Jason Lank: Tim, this is Jason Lank. Congratulations to you and Invesco on the acquisition. The BulletShares lineup is just fantastic. I can see why you made them a target. But I want to pass along a question to you that I received from a client and that is, beyond the maturity date, let’s say a 2025 corporate, beyond the date the bond matures and that it’s an investment grade corporate, what's the rest of the process for deciding how you fill out the ETF? You can't buy them all. So what's the logic that your managers use?

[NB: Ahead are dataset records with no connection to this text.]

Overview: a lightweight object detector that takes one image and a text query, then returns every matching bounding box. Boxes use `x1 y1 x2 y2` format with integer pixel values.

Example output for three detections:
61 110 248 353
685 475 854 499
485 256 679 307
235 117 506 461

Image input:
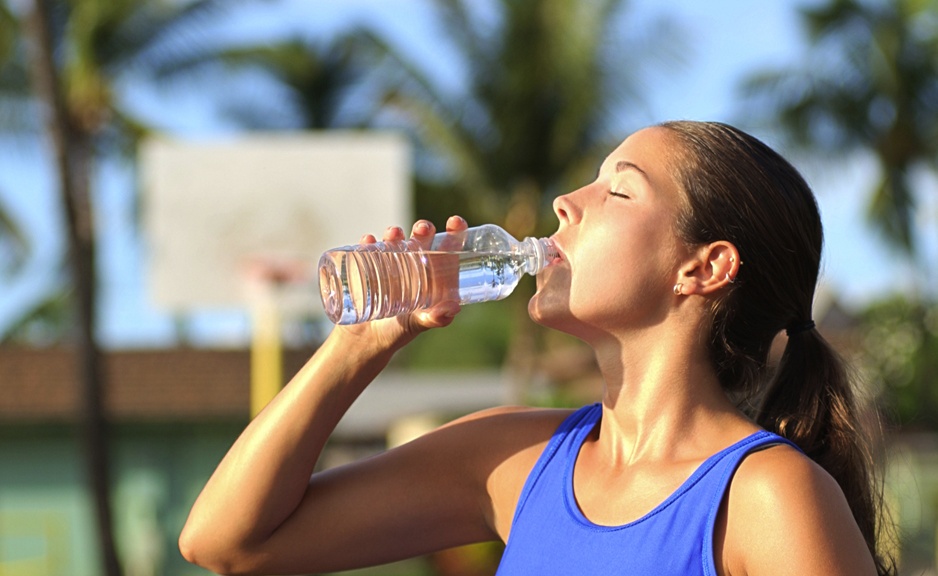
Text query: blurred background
0 0 938 576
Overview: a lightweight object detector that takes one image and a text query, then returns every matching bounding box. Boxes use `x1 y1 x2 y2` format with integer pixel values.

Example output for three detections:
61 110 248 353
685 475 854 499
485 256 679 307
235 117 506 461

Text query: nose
554 192 581 224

Tim Urbanowicz: Yep. That's a great question. So the process is very simple. So we have different liquidity screens in place on the front end. We have different size constraints on the front end that give us a universe that we're able to invest in. Once you have that universe, whether it be investment grade where we're just looking at investment grade corporates or high yield where we are just looking at issues that are rated high yield, what we do is we then take that universe and we select and weight the securities based on market value. Now, what I think is different with this in the BulletShares relative to some other strategies, is you're not looking to generate outperformance within the portfolio. You're not going to say one bond is going to outperform the other, so I want to hold this one and not that one. You know the reality of it is, you're holding these bonds through to maturity and if these bonds don't default, they're going to mature at their par value. So that really makes it less important, if you will, to have more of a smart beta tilt in the BulletShares portfolio overall. So at its core, very simple, you have parameters in place. Liquidity screens, size thresholds that are in place to make sure that the index is investible and then we go out there as an ETF provider and sample that particular index.

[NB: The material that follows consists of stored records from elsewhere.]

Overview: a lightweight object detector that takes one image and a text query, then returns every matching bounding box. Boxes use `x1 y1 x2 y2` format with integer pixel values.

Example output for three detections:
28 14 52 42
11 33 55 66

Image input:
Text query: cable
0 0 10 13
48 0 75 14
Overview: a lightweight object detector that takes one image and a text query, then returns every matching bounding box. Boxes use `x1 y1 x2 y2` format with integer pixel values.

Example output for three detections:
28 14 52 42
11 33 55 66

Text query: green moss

Nate Geraci: Tim, we only have about two minutes left here. You were mentioning cost earlier when we were talking about the self-indexing. I know when Invesco completed its acquisition of Guggenheim, you actually chopped fees on the corporate bond BulletShares from 24 basis points to 10 basis points, which was a pretty big cut. And then on the factor ETFs we were discussing earlier, fees on those range from, I believe 12 basis points to the most expensive is 29 basis points for the Emerging Markets Debt ETF, very inexpensive. Can you just talk a little bit about the fee positioning here?

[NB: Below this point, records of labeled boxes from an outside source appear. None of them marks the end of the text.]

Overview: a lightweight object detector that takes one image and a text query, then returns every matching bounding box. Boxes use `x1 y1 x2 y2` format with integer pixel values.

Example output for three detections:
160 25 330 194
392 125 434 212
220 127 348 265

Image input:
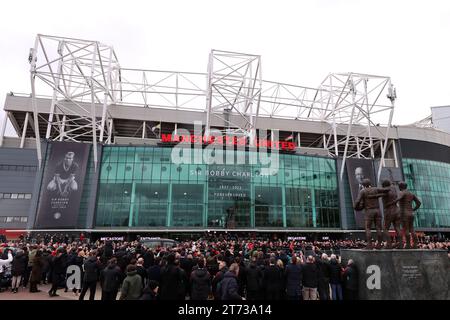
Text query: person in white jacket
0 249 13 292
0 249 13 273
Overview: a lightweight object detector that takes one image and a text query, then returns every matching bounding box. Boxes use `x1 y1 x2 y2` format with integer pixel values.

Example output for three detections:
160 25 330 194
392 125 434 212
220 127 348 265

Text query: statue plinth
341 249 450 300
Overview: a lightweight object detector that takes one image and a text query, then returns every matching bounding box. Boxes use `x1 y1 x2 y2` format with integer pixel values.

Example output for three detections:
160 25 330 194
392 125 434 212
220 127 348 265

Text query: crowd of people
0 237 450 300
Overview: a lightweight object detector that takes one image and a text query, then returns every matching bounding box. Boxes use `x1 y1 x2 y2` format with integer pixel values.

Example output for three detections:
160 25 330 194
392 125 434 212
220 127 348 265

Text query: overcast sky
0 0 450 134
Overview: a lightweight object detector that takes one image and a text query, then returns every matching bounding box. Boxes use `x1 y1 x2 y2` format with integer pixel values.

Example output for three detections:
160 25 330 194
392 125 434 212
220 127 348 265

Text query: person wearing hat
120 264 142 300
140 280 159 300
48 247 67 297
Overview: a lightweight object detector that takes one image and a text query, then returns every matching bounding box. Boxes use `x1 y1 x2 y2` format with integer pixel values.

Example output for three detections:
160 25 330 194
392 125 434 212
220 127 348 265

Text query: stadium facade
0 35 450 237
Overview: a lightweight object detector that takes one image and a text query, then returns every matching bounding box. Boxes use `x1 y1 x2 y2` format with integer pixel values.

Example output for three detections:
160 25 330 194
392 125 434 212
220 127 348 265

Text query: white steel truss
29 34 120 167
29 35 396 182
316 73 397 181
206 50 262 142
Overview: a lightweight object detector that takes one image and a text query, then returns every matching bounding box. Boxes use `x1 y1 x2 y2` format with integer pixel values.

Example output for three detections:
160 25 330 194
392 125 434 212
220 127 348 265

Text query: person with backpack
11 249 28 293
100 258 122 300
79 251 100 300
191 257 211 300
120 264 142 300
217 263 245 301
245 255 262 300
159 253 184 300
212 260 228 300
0 249 13 292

Tim Urbanowicz: Sure. Obviously, fee discussion is very important with clients right now. At Invesco, we really try to review all of our products on a regular basis to ensure that our pricing is in line with what clients need and, more specifically, the value that we're delivering to clients in that particular strategy. So for example, with the BulletShares, we had done extensive work really deepening our understanding of what a client needs in that particular strategy and how do we strengthen our pricing process. So that is one of the things that led to that fee cut. You know, the enhanced approached to pricing is really deeply rooted in the understanding of what the client needs and the focus is on delivering against those in a very differentiated way. So we are constantly reviewing and making sure that what we're looking to do is aligned with what our clients are looking to do.

Nate Geraci: Well Tim, we'll have to leave it there. Thank you for joining us. Excellent insight today. I appreciate it.

Tim Urbanowicz: Thank you guys. Have a great day.